My best source for information and tip-offs for this column come from YOU, the readers.
After having written this daily entertainment column for nine years, sources for scoops and details come from everywhere and everyone, including my own eye doctor, Dr. Stephen Buck of Valparaiso, who had the following to share:
"Phil, I know how you do such a great job in covering local people that have gone on and done well. Natasha Tsoutsouris grew up in Valparaiso and now has this very funny one-woman show in Chicago, and it will also play New Buffalo, Mich. next month. It's all about growing up Lutheran in Valparaiso. I'm taking the liberty of reaching out to you with this information about her upcoming show, which is at the Acorn Theater near New Buffalo, a great stage space, which is right next to Natasha's classmate's distillery Journeymen, owned by Bill Welter, also a Valparaiso graduate. Thanks, Phil and continued success. Steve"
Thank you for passing along this news.
The one-woman show Dr. Buck is referring to is called "Tashie's Choice" and it is at 8 p.m. EST Friday, Oct. 4 at Acorn Theater, 107 Generations Drive, in Three Oaks, Mich. This is one of my favorite cozy performance spaces in our area. And they also have a full-service bar that offers a delicious signature blueberry martini that is dangerously good. Show tickets are $25 at (269) 756-3879 or acorntheater.com.

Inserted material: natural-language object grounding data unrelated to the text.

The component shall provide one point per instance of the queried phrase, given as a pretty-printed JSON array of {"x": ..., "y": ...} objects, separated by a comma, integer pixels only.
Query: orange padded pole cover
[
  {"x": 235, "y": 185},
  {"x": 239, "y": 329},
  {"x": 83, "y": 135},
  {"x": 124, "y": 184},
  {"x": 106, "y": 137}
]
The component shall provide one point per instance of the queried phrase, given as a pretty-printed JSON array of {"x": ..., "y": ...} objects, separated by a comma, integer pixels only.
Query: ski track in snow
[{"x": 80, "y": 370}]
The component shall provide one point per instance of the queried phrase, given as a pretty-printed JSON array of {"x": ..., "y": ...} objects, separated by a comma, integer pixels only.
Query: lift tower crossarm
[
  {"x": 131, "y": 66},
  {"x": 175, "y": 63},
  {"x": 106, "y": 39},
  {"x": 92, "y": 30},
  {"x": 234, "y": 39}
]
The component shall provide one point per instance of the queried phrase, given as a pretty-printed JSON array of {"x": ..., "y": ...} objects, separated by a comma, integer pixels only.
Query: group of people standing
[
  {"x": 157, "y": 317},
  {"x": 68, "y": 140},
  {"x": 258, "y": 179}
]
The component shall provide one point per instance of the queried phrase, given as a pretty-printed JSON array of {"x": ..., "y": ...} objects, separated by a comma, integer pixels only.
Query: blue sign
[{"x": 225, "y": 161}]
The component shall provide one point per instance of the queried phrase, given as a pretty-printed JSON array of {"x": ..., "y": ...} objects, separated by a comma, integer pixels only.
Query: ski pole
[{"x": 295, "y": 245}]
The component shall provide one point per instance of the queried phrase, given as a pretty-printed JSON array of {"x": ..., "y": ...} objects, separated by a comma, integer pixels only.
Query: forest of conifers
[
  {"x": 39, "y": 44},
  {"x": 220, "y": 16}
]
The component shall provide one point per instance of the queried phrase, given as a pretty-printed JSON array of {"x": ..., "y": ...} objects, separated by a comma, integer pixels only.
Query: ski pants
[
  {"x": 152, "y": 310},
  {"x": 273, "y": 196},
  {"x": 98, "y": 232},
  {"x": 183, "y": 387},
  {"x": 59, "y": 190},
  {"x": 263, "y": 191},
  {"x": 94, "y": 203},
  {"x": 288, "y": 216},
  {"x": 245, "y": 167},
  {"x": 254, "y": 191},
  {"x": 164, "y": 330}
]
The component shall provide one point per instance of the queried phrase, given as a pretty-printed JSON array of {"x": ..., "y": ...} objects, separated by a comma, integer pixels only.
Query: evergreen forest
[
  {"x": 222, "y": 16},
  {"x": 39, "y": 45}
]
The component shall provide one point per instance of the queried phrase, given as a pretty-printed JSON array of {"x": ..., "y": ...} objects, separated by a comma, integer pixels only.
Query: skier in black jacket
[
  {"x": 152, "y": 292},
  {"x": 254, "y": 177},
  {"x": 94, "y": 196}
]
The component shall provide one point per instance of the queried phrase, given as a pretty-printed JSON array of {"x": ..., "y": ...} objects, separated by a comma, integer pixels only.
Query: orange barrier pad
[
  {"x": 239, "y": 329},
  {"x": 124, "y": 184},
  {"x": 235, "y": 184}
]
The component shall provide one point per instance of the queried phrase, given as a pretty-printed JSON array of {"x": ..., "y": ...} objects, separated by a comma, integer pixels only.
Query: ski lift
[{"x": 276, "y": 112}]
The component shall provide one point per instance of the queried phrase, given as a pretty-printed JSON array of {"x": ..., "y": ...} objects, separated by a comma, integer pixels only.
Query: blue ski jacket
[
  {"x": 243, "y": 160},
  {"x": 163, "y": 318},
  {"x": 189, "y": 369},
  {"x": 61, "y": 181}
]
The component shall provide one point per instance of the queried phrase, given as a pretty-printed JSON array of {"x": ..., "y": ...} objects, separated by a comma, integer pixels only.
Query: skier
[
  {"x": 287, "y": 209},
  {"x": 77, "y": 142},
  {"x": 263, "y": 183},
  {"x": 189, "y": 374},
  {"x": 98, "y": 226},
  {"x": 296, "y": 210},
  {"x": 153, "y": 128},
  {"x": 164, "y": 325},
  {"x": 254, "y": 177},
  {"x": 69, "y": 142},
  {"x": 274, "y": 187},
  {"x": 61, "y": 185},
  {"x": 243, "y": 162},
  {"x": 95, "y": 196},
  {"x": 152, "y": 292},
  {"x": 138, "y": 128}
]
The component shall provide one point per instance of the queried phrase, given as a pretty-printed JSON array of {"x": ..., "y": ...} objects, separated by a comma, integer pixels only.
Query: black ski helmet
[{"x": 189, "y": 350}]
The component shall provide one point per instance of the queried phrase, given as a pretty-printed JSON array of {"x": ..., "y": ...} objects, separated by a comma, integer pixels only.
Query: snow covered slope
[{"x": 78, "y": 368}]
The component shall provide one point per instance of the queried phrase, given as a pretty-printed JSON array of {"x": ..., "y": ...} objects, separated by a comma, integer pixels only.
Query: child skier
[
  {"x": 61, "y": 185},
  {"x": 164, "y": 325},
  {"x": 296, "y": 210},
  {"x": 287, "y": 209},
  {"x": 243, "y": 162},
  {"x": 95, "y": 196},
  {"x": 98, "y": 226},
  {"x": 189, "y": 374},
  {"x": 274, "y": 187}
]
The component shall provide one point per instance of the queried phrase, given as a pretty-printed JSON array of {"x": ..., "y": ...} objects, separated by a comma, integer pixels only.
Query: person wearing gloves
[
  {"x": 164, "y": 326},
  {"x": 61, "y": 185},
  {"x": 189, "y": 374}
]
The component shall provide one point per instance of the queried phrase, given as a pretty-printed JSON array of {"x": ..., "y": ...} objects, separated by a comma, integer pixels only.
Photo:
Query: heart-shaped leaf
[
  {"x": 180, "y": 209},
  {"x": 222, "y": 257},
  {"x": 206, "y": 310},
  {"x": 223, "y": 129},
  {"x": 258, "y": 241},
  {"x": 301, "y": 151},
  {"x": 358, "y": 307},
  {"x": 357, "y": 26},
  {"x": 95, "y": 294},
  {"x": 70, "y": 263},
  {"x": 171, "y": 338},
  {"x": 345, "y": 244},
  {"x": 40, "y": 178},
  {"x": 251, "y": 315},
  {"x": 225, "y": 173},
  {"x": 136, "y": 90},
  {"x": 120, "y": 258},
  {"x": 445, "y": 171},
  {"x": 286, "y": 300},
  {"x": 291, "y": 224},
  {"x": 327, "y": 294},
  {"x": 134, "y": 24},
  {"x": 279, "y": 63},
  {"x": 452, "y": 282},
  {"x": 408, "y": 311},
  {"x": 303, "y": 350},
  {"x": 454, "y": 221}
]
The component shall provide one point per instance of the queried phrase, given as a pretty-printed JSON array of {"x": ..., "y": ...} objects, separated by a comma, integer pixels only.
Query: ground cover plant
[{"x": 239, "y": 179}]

Tsoutsouris, 36, is a 1995 graduate of Valparaiso High School and her "Tashie's Choice" is a self produced work, written by her and set right in Valpo sharing various tales of her growing up in the area. It is her first one-woman show.
Her mother Joann, attended Valparaiso University for both undergraduate studies and law school and her father James V. Tsoutsouris also attended Valparaiso University Law School and was the first Public Defender in Valparaiso.
Her show "Tashie's Choice" had sold-out runs last November and also in May 2013.
"My mother is Missouri Synod Lutheran, which I think means, 'Fun is for sinners,'" is a favorite line Natasha uses in her show, which carries the tagline: "True adventures as the only Greek-American in a Missouri Synod Lutheran school in a 'dinky Midwestern town,' who at 4-years-old was in the midst of her very first identity crisis."
Set in suburban Indiana in the 1980s, Tsoutsouris recalls her real-life struggles to find her identity under a mother described as "too preoccupied by her own misery to protect and guide her only daughter as she is ostracized by the Lutheran Christians around her who 'don't care for half breeds."
The show's marketing pitch describes it as: "Heartbreaking and raucous, as Tsoutsouris' endurance of alienation, betrayal and humiliation, (all before the age of 5) is a profoundly relatable and entertaining tale, told by a unique and wonderful new storytelling voice. With irreverent levity, she credits surviving her dark childhood days to her only ally – her best-friend and very first boyfriend, Aaron."
From their first meeting at Montessori pre-school and banding forces as they entered Immanuel Lutheran, she said Aaron proved the first person, and by that time, the only person, to fully accept, and stand by through it all as they "stood together, holding hands and watching their Rome burn," as Natasha explains in her show, which I'm told drips with her candor and "chronicles the perils of being young and different amongst religious extremists, being forced to grow up too fast, and triumphing against bullies with the ultimate weapon of youth: a loyal best friend and partner in crime."